Revealed in the Parks and Recollection podcast with Rob Lowe and Alan Yang, the ending scene was a late night inclusion that caused mixed reactions within the team. After the episode first aired, a message showed up to explain Kaboom! is a real charity, not a prank.

==Cultural references==
Andy says he volunteers at several organizations in order to get their free food at their events. He specifically identifies the Red Cross, which he says has "amazing cookies", and Meals on Wheels, which he described as a "bonanza".

==Reception==
In its original American broadcast on October 22, 2009, "Kaboom" was seen by 4.98 million household viewers, according to Nielsen Media Research. It was a slight increase from the previous week's episode, "Sister City". "Kaboom" received a 2.1 rating/6 share among viewers aged between 18 and 49. The episode received generally positive reviews.
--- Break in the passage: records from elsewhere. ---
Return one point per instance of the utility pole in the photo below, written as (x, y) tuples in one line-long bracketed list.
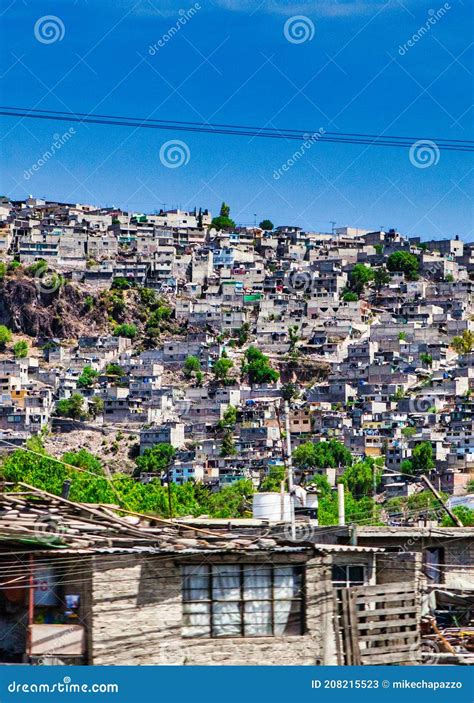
[(290, 469), (341, 507), (452, 515)]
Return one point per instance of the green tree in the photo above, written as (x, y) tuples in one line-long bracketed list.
[(258, 368), (222, 367), (381, 278), (156, 459), (114, 370), (72, 407), (322, 455), (463, 344), (272, 481), (359, 478), (290, 391), (20, 349), (360, 277), (126, 330), (87, 378), (465, 514), (404, 262), (426, 359), (228, 419), (350, 297), (422, 458), (322, 484), (243, 334), (191, 366), (223, 221), (228, 446), (231, 501), (294, 337), (96, 407), (122, 283), (5, 336), (84, 460)]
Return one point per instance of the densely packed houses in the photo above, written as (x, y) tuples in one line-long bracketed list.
[(368, 336)]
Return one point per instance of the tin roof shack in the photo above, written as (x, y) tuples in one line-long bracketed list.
[(92, 584), (447, 553), (85, 586)]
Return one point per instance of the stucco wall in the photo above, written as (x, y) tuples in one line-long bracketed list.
[(137, 616)]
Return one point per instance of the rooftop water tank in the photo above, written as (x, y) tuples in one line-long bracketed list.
[(272, 506)]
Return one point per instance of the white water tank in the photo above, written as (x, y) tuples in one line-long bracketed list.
[(312, 500), (272, 506)]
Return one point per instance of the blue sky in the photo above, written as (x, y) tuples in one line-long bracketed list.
[(340, 67)]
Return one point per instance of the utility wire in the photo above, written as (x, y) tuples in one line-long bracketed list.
[(236, 130)]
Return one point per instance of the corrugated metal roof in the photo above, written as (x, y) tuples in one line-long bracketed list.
[(346, 548)]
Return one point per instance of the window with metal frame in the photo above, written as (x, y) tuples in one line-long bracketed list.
[(346, 575), (242, 600)]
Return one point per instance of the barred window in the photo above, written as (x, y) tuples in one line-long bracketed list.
[(242, 600), (344, 576)]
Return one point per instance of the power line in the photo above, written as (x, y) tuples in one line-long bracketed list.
[(236, 130)]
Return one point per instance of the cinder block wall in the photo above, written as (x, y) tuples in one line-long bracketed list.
[(136, 616)]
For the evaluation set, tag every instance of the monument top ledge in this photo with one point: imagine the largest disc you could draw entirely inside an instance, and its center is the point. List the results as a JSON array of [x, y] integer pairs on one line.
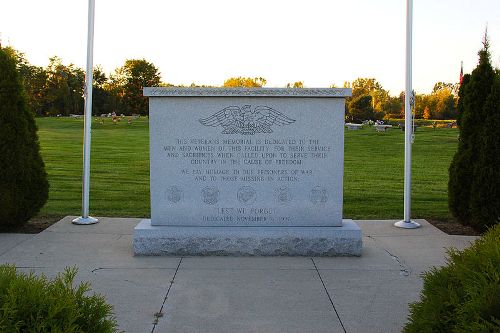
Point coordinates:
[[247, 92]]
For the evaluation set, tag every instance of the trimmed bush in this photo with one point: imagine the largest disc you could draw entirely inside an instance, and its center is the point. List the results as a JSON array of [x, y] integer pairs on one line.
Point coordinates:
[[23, 180], [463, 296], [30, 303]]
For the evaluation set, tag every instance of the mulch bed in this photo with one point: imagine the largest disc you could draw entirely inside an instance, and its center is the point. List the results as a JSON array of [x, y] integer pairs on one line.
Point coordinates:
[[452, 227], [33, 226]]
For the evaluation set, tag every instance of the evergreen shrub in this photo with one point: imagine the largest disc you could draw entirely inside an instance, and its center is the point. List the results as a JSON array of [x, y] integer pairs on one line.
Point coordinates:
[[23, 180], [464, 295], [30, 303]]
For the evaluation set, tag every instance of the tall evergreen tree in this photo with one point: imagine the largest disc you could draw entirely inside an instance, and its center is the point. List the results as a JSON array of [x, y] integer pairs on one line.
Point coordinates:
[[23, 180], [463, 186]]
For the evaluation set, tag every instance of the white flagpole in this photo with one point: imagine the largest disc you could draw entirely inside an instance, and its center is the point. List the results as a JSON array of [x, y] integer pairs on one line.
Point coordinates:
[[85, 218], [407, 222]]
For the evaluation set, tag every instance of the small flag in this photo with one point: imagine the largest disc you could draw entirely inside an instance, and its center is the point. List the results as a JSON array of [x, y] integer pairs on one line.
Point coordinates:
[[461, 72]]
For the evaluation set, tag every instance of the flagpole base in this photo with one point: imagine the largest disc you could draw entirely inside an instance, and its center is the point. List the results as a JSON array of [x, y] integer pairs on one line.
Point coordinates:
[[85, 220], [407, 225]]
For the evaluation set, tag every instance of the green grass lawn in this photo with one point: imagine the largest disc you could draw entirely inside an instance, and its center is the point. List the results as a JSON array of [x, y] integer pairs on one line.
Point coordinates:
[[373, 175]]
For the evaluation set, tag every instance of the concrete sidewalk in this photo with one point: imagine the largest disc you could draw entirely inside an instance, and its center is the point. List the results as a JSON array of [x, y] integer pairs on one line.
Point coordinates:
[[241, 294]]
Steve Heisler of The A.V. Club said "Kaboom" was the best episode of the second season, and called Parks and Recreation "one of the funniest shows on TV right now". Heisler praised the show for not shying away from outrageousness, and called Andy's naked entrance "by far the highlight of the series". Entertainment Weekly writer Henning Fog said "Kaboom" continued a trend of superior Parks episodes in season two, and praised the episode for filling in the pit, claiming it "both tied up a plot thread that had overstayed its welcome and put to rest any lingering ghosts from the first six episodes". Matt Fowler of IGN said the episode was funny and served as good character development for Leslie and Andy. But Fowler also said "some scenes fell flat", and questioned why Ann would continue to harbor feelings for the immature Andy.